Cybersecurity researchers shed additional light over the weekend on the cyberattacks that disabled Ukrainian government websites, as Kyiv pointed to Russia as the culprit.
Microsoft and ESET both shared details on the nature of the malware that took the Ukrainian sites down.
Microsoft “assesses that the malware, which is designed to look like ransomware but lacking a ransom recovery mechanism, is intended to be destructive and designed to render targeted devices inoperable rather than to obtain a ransom,” the company wrote in a blog post Saturday.
However, Microsoft said it couldn’t yet attribute who was behind the malware, labelled WhisperGate. The Department of Homeland Security’s Cybersecurity and Infrastructure Agency recommended that network defenders review the Microsoft blog post, suggesting the possibility that the attacks could spread to include other targets.
ESET on Sunday elaborated further, saying that the malware the attackers contained code “commonly used by commodity e-crime malware.”
“It is likely that attackers were trying to avoid existing detections at the last moment before the attack, that’s why they used third party criminal services,” ESET said in a tweet thread.
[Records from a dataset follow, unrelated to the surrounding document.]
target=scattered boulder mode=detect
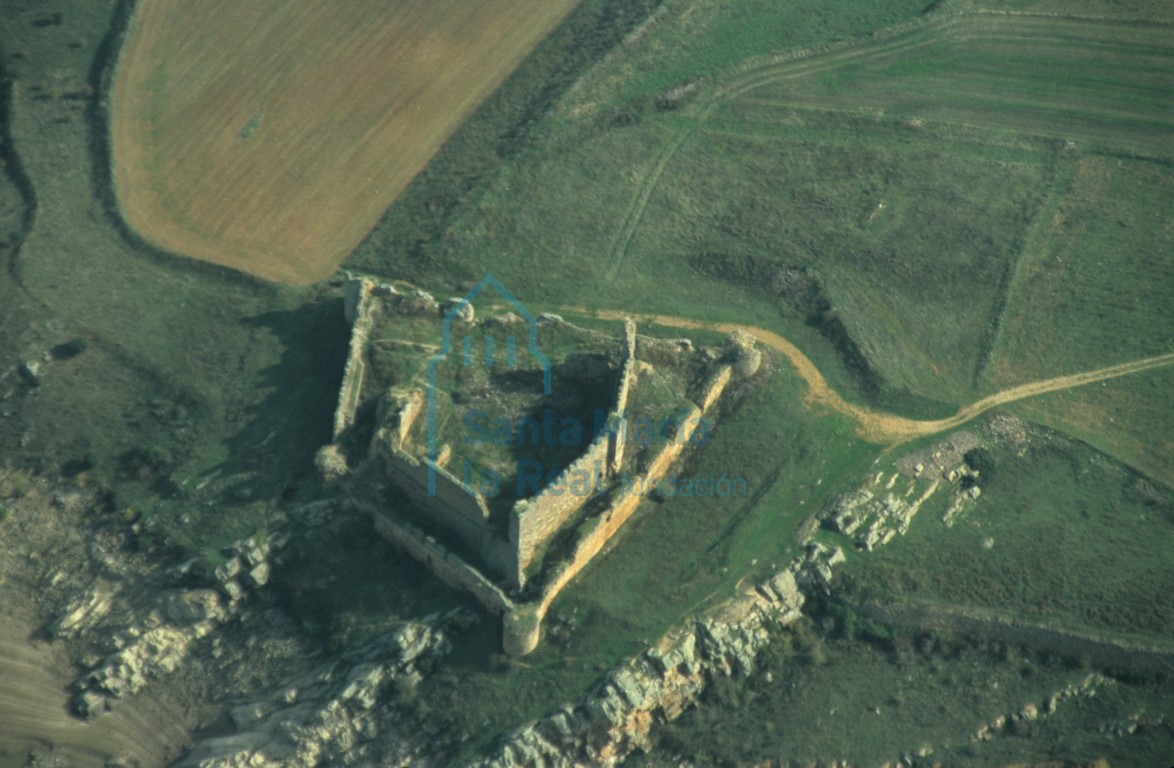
[313,444,351,484]
[49,585,112,639]
[440,298,477,323]
[163,590,228,627]
[20,361,45,386]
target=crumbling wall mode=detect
[380,444,490,537]
[363,505,514,614]
[515,365,730,653]
[333,278,376,443]
[510,430,612,582]
[387,390,424,449]
[510,319,636,586]
[612,319,636,413]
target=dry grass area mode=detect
[112,0,578,284]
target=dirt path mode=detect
[565,308,1174,445]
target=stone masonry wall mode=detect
[365,505,514,614]
[697,365,734,411]
[510,319,636,586]
[510,430,610,584]
[504,365,730,655]
[333,278,376,443]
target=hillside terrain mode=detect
[0,0,1174,768]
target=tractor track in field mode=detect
[564,308,1174,445]
[603,11,1169,282]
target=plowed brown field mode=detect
[112,0,578,284]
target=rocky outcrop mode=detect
[73,537,284,719]
[177,611,474,768]
[462,544,844,768]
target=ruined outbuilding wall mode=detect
[333,278,376,443]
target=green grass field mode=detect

Ukraine was more definitive in placing blame than Microsoft.
“All the evidence points to Russia being behind the cyberattack,” the Ukrainian digital transformation ministry said in a Sunday statement. “Moscow is continuing to wage a hybrid war.”
A Ukrainian official also told Reuters that signs point to the attacks being the work of a Belarusian intelligence-connected group known as Ghostwriter, a group that might have a Russian element.
The Kremlin has denied being involved.
The attacks on the Ukrainian government websites add to that nation’s hostilities with Russia, which U.S. intelligence believes is planning an invasion on the country’s eastern border. The incidents also surfaced around the same time Russia announced it had arrested ransomware gang members on its own soil alleged to be behind the Colonial Pipeline attack, raising suspicions that the Kremlin intends to use the arrests as diplomatic levers with the U.S., which has threatened sanctions should Russia invade Ukraine.